Stratospheric Ozone in the Antarctic Courtesy Center for Atmospheric Science, University of Cambridge

The growing evidence for stratospheric O3 damage prompted an almost unprecedented response from the nations of the world. Meeting in Montreal, Canada in September, 1987, representatives of 24 nations agreed upon a protocol limiting the use of and freezing, then cutting the production of CFC's and halons. Here was true international cooperation in advance of a catastrophe! And even before the cause(s) was clearly established. In addition to this foresight, the negotiators agreed to examine new data periodically and adjust the Protocol as needed. This has led to subsequent meetings in London, Copenhagen and Cairo where timetables have been shortened and the scope of regulations has been expanded to include HCFC's (still contain Cl), and chlorocarbons such as CCl4 and methyl chloroform (CH3CCl3). Even methyl bromide (CH3Br), an important crop fumigant, is under scrutiny. Though not yet approved by all the Montreal Protocol signatories, the current worldwide production phase-out goal for CFC's and HCFC's is 2004. The timing is even shorter for the halons - 2000.

One of the issues addressed by the Montreal negotiators was how not to impose a hardship on developing countries. As a result, longer timetables have been given to them. It is peculiar that the giant nations, such as China, Russia and India which potentially are the world's largest CFC's users, benefit by being considered to be "developing" nations.

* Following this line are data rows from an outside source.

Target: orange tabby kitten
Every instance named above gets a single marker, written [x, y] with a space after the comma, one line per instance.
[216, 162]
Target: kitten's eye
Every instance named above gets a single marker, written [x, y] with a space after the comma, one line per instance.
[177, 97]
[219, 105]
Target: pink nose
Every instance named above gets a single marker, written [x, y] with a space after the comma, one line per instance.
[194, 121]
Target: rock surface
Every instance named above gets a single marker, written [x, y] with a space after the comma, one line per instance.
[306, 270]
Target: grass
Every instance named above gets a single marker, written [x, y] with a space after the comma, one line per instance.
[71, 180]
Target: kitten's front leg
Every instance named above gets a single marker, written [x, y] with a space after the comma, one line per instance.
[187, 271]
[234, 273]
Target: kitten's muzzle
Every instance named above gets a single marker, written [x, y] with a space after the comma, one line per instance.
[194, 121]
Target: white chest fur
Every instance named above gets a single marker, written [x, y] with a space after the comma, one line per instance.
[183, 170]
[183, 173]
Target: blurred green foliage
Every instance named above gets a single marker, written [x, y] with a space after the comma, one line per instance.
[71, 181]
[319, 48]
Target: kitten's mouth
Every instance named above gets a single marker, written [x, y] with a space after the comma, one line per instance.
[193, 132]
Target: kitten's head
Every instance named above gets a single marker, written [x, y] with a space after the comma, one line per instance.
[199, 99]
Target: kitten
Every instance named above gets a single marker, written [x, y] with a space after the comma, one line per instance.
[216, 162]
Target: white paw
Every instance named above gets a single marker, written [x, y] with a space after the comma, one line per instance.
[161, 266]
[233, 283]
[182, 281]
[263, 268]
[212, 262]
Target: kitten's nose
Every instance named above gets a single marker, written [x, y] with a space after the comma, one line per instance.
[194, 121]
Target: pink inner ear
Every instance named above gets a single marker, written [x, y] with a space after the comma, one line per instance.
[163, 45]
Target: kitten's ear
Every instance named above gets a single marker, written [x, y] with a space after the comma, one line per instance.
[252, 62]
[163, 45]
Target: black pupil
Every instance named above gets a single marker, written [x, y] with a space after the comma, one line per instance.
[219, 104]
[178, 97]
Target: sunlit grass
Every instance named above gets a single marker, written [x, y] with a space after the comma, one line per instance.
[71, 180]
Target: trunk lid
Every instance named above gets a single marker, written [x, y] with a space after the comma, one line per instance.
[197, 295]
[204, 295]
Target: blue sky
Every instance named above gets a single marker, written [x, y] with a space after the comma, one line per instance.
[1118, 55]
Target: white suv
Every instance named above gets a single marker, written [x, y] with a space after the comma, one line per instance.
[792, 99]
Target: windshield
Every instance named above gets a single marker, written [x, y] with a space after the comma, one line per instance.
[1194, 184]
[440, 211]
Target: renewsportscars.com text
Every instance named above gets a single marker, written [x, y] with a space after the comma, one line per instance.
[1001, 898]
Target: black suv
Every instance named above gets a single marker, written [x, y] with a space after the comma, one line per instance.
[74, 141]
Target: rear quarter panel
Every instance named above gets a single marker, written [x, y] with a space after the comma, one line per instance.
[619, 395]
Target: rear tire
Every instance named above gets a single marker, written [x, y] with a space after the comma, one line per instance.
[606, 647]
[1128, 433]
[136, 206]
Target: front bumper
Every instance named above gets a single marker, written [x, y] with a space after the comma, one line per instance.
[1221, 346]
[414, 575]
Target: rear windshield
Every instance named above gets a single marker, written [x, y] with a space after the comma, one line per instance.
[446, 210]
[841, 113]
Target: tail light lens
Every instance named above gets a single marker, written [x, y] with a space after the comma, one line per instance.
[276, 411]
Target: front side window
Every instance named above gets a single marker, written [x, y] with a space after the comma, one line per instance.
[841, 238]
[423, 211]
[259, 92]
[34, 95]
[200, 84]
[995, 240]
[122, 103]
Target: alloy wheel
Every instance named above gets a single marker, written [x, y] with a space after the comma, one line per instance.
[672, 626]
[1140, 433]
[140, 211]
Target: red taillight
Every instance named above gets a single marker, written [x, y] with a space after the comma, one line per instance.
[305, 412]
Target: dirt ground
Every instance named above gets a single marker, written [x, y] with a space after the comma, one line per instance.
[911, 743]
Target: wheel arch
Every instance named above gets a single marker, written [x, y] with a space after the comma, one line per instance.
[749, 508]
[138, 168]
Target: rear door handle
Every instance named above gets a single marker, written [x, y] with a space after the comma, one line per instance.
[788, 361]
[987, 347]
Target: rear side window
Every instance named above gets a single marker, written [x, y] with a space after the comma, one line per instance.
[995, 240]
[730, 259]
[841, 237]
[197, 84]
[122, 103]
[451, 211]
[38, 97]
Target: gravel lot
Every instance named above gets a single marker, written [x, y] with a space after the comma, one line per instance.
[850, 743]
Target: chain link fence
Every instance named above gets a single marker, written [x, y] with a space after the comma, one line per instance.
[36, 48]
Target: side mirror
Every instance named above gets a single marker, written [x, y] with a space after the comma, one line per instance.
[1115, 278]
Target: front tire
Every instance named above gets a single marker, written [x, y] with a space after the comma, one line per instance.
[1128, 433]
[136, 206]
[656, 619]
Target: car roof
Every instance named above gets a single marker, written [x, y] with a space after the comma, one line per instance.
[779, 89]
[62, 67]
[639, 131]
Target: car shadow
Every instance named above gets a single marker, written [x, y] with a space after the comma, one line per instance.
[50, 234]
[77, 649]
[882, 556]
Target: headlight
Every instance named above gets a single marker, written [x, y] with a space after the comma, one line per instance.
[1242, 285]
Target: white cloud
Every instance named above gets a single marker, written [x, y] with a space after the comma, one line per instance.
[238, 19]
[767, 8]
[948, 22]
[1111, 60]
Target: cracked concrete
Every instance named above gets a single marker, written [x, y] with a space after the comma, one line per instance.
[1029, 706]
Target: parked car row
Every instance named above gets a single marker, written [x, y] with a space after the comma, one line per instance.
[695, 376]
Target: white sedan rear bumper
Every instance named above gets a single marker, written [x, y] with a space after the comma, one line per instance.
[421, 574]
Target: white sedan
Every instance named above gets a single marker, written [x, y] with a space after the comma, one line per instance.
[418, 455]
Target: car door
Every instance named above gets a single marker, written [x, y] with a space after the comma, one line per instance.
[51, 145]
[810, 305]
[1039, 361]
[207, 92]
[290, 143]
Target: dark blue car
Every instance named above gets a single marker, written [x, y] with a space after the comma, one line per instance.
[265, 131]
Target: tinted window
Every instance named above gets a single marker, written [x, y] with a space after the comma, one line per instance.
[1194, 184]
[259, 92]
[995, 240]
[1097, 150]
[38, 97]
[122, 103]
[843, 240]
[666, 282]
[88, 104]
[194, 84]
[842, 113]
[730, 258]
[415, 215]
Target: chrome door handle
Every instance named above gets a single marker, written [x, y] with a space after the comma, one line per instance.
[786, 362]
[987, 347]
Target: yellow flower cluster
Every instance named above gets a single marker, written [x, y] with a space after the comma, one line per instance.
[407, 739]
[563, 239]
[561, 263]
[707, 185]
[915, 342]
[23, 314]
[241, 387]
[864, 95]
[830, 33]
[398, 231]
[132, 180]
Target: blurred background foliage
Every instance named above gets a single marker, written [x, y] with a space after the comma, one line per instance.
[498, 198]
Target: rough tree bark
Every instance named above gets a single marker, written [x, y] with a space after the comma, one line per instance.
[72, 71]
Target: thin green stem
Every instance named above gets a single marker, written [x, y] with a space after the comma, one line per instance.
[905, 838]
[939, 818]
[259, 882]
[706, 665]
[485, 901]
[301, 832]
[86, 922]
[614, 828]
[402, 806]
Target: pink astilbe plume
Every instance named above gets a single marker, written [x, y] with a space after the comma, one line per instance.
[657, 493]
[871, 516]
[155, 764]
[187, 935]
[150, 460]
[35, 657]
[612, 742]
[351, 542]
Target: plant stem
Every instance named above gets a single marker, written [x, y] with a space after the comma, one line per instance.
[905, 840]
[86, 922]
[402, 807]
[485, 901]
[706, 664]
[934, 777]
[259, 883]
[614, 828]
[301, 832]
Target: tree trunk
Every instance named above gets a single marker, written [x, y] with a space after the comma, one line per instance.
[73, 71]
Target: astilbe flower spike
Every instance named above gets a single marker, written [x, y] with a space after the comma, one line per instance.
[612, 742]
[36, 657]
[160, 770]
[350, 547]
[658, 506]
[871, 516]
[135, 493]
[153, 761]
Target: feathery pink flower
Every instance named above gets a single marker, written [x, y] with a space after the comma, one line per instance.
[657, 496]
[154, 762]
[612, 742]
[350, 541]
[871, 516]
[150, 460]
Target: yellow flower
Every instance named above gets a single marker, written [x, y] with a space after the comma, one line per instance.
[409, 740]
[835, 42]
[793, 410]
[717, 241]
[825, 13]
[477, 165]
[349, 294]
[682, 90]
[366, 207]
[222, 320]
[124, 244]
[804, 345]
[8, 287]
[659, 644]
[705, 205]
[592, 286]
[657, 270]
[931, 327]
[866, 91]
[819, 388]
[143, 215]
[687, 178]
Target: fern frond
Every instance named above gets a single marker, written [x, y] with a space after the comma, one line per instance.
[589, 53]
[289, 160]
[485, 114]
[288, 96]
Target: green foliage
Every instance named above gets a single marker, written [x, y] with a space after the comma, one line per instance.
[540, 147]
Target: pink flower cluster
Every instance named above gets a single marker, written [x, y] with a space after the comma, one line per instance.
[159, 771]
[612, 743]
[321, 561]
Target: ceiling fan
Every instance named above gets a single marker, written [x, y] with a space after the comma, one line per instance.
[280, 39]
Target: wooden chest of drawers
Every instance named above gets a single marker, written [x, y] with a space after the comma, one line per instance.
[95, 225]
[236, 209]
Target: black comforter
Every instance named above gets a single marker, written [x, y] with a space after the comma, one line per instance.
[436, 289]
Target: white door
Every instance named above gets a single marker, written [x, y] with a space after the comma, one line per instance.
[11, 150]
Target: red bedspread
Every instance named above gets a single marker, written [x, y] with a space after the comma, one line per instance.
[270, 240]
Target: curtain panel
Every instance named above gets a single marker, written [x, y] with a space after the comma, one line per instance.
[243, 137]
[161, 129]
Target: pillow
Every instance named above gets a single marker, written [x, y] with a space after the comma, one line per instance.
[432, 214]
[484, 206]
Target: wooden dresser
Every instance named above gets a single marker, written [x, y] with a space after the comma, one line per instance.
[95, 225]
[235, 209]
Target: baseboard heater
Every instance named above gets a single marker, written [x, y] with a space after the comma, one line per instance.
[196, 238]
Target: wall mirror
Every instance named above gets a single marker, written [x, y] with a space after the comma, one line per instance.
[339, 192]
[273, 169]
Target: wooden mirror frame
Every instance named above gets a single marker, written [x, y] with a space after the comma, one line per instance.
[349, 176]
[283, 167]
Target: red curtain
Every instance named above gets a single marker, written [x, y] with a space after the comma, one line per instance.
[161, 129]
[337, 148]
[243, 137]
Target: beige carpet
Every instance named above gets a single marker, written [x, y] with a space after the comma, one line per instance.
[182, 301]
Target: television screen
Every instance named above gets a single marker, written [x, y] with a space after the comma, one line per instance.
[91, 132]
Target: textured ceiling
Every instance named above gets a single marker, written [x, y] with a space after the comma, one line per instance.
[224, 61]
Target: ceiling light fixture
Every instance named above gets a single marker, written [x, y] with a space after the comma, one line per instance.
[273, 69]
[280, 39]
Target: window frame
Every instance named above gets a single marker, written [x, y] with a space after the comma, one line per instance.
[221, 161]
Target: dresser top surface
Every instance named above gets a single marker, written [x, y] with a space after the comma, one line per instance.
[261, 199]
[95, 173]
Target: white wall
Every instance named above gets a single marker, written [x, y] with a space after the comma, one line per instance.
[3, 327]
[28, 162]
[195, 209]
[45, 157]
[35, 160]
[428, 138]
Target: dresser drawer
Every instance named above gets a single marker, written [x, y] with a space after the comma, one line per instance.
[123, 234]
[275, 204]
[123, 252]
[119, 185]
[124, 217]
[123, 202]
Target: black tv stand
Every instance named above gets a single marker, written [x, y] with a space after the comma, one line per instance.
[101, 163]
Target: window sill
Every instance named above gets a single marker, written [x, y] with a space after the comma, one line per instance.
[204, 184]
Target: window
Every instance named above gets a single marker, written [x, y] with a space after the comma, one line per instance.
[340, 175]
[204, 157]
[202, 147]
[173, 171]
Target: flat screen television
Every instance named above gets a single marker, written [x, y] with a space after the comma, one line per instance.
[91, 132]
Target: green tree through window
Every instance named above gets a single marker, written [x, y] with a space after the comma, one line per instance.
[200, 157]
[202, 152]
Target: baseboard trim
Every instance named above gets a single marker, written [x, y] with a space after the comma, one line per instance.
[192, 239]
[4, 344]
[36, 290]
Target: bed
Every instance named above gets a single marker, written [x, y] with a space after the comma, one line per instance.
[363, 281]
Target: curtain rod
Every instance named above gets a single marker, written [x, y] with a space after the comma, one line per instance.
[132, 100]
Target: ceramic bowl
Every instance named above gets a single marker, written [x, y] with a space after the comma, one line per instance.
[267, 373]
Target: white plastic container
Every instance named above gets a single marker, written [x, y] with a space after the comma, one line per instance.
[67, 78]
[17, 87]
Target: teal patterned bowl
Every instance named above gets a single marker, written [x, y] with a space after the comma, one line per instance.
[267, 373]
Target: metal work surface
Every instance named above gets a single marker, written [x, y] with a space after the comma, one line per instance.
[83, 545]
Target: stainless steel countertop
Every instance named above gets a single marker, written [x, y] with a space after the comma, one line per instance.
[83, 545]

The scientific answer as to why the stratospheric O3 problem is most noticeable in the polar regions was finally found when it was shown that ice particles in clouds in these very cold regions trap pollutants, such as CFC's and halons. They remain relatively inactive until springtime solar radiation strikes the particles, causing the formation of O3-damaging Cl and Br radicals. The Antarctic problem is accentuated by the lower wintertime temperatures there and the peculiar meteorological conditions which isolate the ice-filled clouds from the surrounding continents of Africa and South America. There is more natural movement of the ice clouds over the Arctic.

Careful analytical analyses of the stratosphere have now confirmed the presence of compounds related to CFC's, namely, HF and carbonyl fluoride (COF2).   There are no natural sources of F compounds to escape to the atmoshpere. In addition, all of the larger production fluorocarbons - CFC-11/-12/-113 and HCFC-22 - are routinely measurable in the troposphere.

The need for alternatives to CFC's, so important to our way of life, had become apparent. Developed countries had agreed to stop their production by 1996. Assuming the current worldwide phase-out goals and that all countries adhere to them, the predicted maximum stratospheric O3 loss is expected in 2000.